In fact, coming out as it did in that pivotal year between the early sixties New Frontier/Mad Men/Kennedy era and the late sixties of Woodstock and Manson, Seconds could just as easily be read as “a critique of the then-nascent youth counterculture.”
It wouldn’t be the only Hollywood production with a science fiction atmosphere to critique the youth culture around that time. Recall the 1967 first season Star Trek episode “This Side of Paradise,” in which a drug-fueled pastoral life is specifically rejected by Capt Kirk, who risks losing his entire crew to a blissed-out existence on an alien planet. Contrast that with the — infinitely worse — 1969 episode from the original Star Trek’s last season titled “The Way to Eden,” in which ship’s hyper-logical science officer identifies with, and assists a group of idyllic space hippies on a quest for a mythical pastoral world named..well, you know. (Which they eventually find, only to discover after it’s too late, that all of the fruit is deadly because it’s contaminated with — ham-handed metaphor alert! — acid. Say, that drill bit to the head is looking better all the time…)
OK, back to the movie.
Having failed in his “second” life, and having been caught by the Company after meeting with his former wife, Rock Hudson’s character tells the Company’s management that he’d like to start over again…again. At first, they seem willing to go along with this. As Mark Tapson writes in his recent review of Seconds at Acculturated, also spurred by the release of the Criterion Blu-Ray:
Hudson is optimistic that this time he’ll get life right. This time he won’t simply exist — he’ll live a fully authentic life. But when his name is finally called in the waiting room, he learns to his horror that he has run out of second chances. You half-expect Rod Serling to step into camera to add a darkly poetic moral to the tale, something about being careful what we wish for, or making the most of the one life we’re given.
It’s only when Wilson thinks he’s being wheeled in for another go at identity-altering plastic surgery, that he realizes that the Company has something far more sinister in mind: Terminating their failed project.

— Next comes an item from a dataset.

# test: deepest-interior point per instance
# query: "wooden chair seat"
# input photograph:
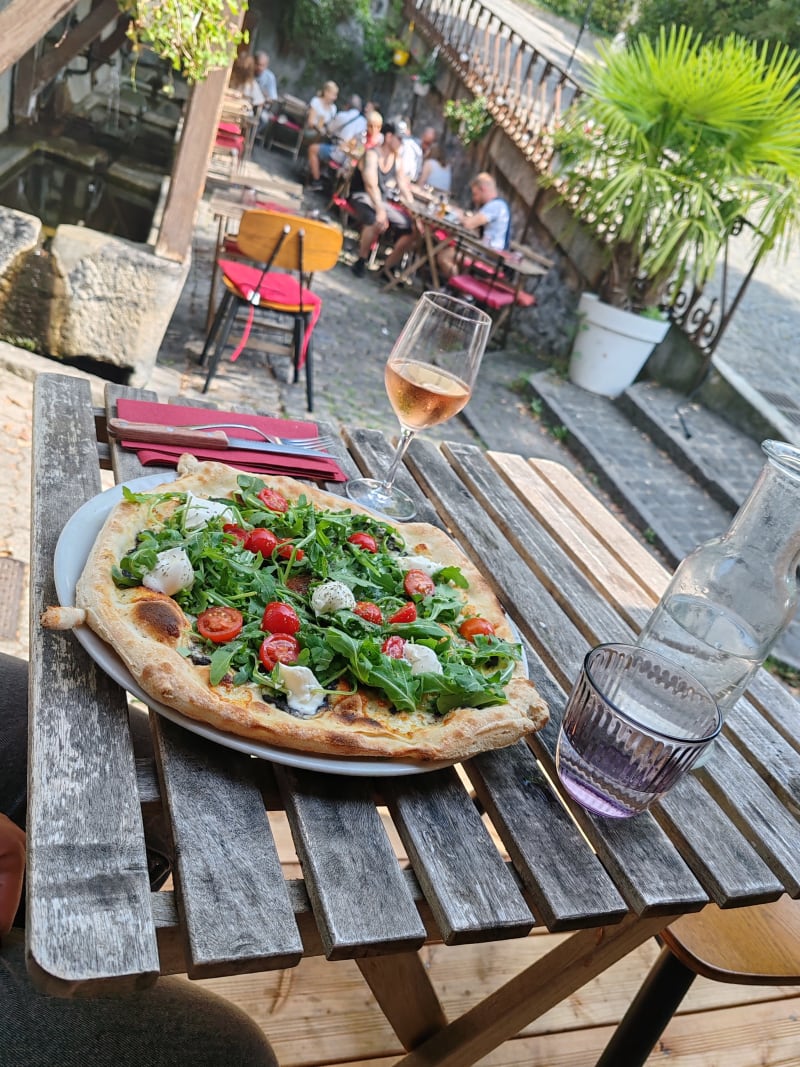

The new Criterion Blu-Ray edition of Seconds contains as clean a print of the black and white movie as possible; though someone new to the Blu-Ray format might be put off by the grain in some of master cinematographer James Wong Howe’s darker images. But this is how Seconds looked to moviegoers in 1966. The disc’s bonus features include new interviews with Salome Jens and Frankenheimer’s widow on the making of Seconds, an audio commentary originally recorded for the mid-‘90s laser disc by Frankenheimer himself, and a recent video interview with Alec Baldwin(!) who starred in Frankenheimer’s last production, the 2002 made for HBO movie Path to War, in which the future gay-bashing credit card pitchman turned MSNBC anchor played Robert McNamara, Lyndon Johnson’s technocratic secretary of defense. Apparently, even at the end of his career, Frankenheimer was still making science fiction.
To say the least, Seconds is not for all tastes, but for those with a taste for the offbeat, who are looking for films that benefit from repeat viewings who’d like to see the sort of film that dumbed-down, superhero-obsessed Hollywood would never make today, the new Criterion Blu-Ray is highly recommended.
Just don’t watch it too late at night.